Lol at this thread, and how admins continue to be an afterthought. @MarshallOfSound, has anything been done on this? This has been 3.5 years in "discussion" now, maybe it's actually time to make admin's lives easier?

apizz commented 4 years ago

external-content duckduckgo

bp88 commented 3 years ago

@MarshallOfSound Would you be able to give us an update on how discussions on this issue and the proposed changes went?

bp88 commented 3 years ago

@MarshallOfSound I get this strange feeling that you might be ignoring us. Why? We're just trying to have a discussion and you had mentioned that you would discuss this with other devs. Where did that conversation land?

bp88 commented 3 years ago

@MarshallOfSound Just checking in again. Any update is appreciated.

bp88 commented 3 years ago

@MarshallOfSound Just checking in again. Myself and others are only looking an update on the discussion you mentioned you'd have regarding this request.

joshua-d-miller commented 3 years ago

I used to disable the Squirrel Helper so that it wouldn't bug our nonadministrative users. Now that we deploy Discord that is no longer possible because Discord relies on the Squirrel updater. It would be really nice if the devs who have obviously ignored our request for four years now would actually respond instead of just letting us screaming into the ether. Unfortunately, we see this often where administrators are seen as an afterthought. Hey @MarshallOfSound, it's incredibly disappointing that your last response to this discussion was over a year ago and you have provided no update on whether you plan on working with us or not. I think we deserve at least some kind of response even if it's something you don't plan on implementing.

arubdesu commented 3 years ago

I just wanted to mention @shiftkey is "fighting for the users" over in threads like https://github.com/desktop/desktop/issues/3410#issuecomment-472162125, this issue mentioning both updates and helper tool may dilute some of its effectiveness, but for reference the lack of delta patching is more fuel for this fire.... issue #5! Single digits! 😅

wegotoeleven commented 3 years ago

I'm adding my +1 to this issue.

apizz commented 3 years ago

It's like at this point >> https://github.com/Squirrel/Squirrel.Mac/issues/192#issuecomment-512027702 << we finally got someone to understand that this isn't that hard and then crickets

fmamberti commented 3 years ago

+1 on this.

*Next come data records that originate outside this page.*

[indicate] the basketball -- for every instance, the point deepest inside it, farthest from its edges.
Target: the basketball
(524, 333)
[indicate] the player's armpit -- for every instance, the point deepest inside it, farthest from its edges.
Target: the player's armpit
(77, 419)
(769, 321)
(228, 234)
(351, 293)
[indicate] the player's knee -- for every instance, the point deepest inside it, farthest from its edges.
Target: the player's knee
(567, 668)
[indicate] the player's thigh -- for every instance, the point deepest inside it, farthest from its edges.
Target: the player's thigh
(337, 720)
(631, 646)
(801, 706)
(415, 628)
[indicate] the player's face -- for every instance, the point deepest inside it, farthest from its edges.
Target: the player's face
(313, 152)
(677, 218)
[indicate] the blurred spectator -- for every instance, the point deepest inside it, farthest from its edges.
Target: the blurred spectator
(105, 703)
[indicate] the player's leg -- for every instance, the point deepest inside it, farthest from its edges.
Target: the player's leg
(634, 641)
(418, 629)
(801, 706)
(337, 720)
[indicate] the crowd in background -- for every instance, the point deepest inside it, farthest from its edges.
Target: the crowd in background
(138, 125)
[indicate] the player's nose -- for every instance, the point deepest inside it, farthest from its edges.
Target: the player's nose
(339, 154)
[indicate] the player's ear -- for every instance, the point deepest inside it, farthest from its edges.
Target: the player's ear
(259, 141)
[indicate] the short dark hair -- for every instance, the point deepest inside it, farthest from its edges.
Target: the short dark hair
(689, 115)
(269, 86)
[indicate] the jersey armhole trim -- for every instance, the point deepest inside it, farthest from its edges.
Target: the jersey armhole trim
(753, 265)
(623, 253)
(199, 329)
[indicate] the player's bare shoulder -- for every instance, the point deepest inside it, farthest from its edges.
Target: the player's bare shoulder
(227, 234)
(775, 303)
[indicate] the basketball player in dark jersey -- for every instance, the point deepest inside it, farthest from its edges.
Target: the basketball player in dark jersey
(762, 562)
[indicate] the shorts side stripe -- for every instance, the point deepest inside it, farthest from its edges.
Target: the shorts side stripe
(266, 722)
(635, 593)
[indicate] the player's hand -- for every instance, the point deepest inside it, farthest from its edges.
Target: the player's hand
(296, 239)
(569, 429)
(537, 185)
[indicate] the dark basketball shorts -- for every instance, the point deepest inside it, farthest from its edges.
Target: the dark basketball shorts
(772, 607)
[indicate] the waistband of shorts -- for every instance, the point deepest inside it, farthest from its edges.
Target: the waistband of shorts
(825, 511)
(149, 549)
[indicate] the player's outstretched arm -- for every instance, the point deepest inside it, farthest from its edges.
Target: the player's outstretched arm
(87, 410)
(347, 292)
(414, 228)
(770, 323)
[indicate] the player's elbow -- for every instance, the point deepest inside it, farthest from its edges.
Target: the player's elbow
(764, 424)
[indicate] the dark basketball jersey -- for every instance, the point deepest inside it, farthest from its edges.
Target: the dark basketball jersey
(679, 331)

We are now in the position of having thousands of Macs with non-admin users which can either have to deal with a few admin prompts for updating a few apps, or not being able to launch Discord...

MrCoBalt commented 2 years ago

So almost 6 years on… I still have to deploy /bin/launchctl setenv DISABLE_UPDATE_CHECK 1 globally just so that my users don't get useless "admin helper" prompts they can't do anything about… Not a great look here on the complete lack of followup @MarshallOfSound 😢 (thankfully not using Discord internally…)

abulgatz commented 2 years ago

As a sysadmin managing Macs with an MDM and pushing apps and updates (users don't have admin rights), it would be really nice if Squirrel could take after Sparkle and allow us to set per-app PLIST settings to disable auto-update. Discord and Spotify would benefit from this.

paul-cossey commented 1 year ago

I guess we're all just whistling in the wind at this point, but I may as well add myself to the list of folks that would very much like the ability to switch off in-app updates. It causes no end of head aches for our customers that don't have admin rights.

marc-guenther commented 1 year ago

This horribly annoying issue (on a daily basis!) has been open for more than 6 years. There has been a very simply solution (#192) proposed three years ago, which was followed by complete silence. What is going on here?

wegotoeleven commented 1 year ago

I love how people are still piling on this request! @MarshallOfSound have you had a chance to take a look at gregneagle's suggestion here?

paul-cossey commented 1 year ago

Doesn't look like any work has happened since June 2021. Is Squirrel.mac to be considered abandonware?